Obstructive sleep apnea (OSA) is now recognized as a common clinical problem, and questions of prevalence, risk and prognosis are becoming increasingly important for diagnosis and treatment. Central to these considerations is the definition of OSA, commonly defined by an Apnea-hypopnea index ≥ 5. On the basis of this cutoff, OSA is common in adults affecting 9% of women and 24% of men aged 30-60 y (Young et al., 2002a), with an even higher prevalence in the elderly (Young et al., 2002b; Neikrug and Ancoli-Israel, 2010). Moreover, untreated OSA causes sleepiness and is a major risk factor for hypertension (HT), coronary artery disease, premature mortality (McNicholas and Bonsigore, 2007; Gottlieb et al., 2010), and cognitive dysfunction (Jaussent et al., 2012). Since AHI is the primary measure used by clinicians to diagnose OSA, it is clear that a correct diagnostic procedure is fundamental to start efficacious therapy.
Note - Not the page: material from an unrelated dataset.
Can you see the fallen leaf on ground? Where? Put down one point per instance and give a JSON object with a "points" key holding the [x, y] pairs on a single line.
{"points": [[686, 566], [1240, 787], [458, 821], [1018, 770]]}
Some reports have evaluated the role of an internight variability in OSA patients. Chediak et al. (1996) reported that 32% of cases had a difference in AHI > 10 in two sequential nights. Le Bon et al. (2000), examining 243 subjects during sequential nights, demonstrated improved sensitivity and specificity of the results using a multiple-nights procedure. Nine patients demonstrating lack of OSA during the first night became “positive” during the second night (Dean and Chaudhary, 1992). Levendowski D.J. et al. (2009) reported a weak correlation between AHI from two polysomnographies (PSGs) conducted 40 days apart with an AHI increase of 7 events/h. In contrast, in 20 patients recorded over four consecutive nights, Bittencourt et al. (2001) did not find any significant difference in AHI through the nights with, however, a high individual variability. Overall, these studies suggest that the presence and severity of OSA may vary considerably from night-to-night, but the reasons for these are still unclear, probably related to differences in the number of patients examined, the lack of data on clinical characteristics, age, gender, sleep position, sleep structure, nocturnal hypoxemic load and the delay between nights of monitoring.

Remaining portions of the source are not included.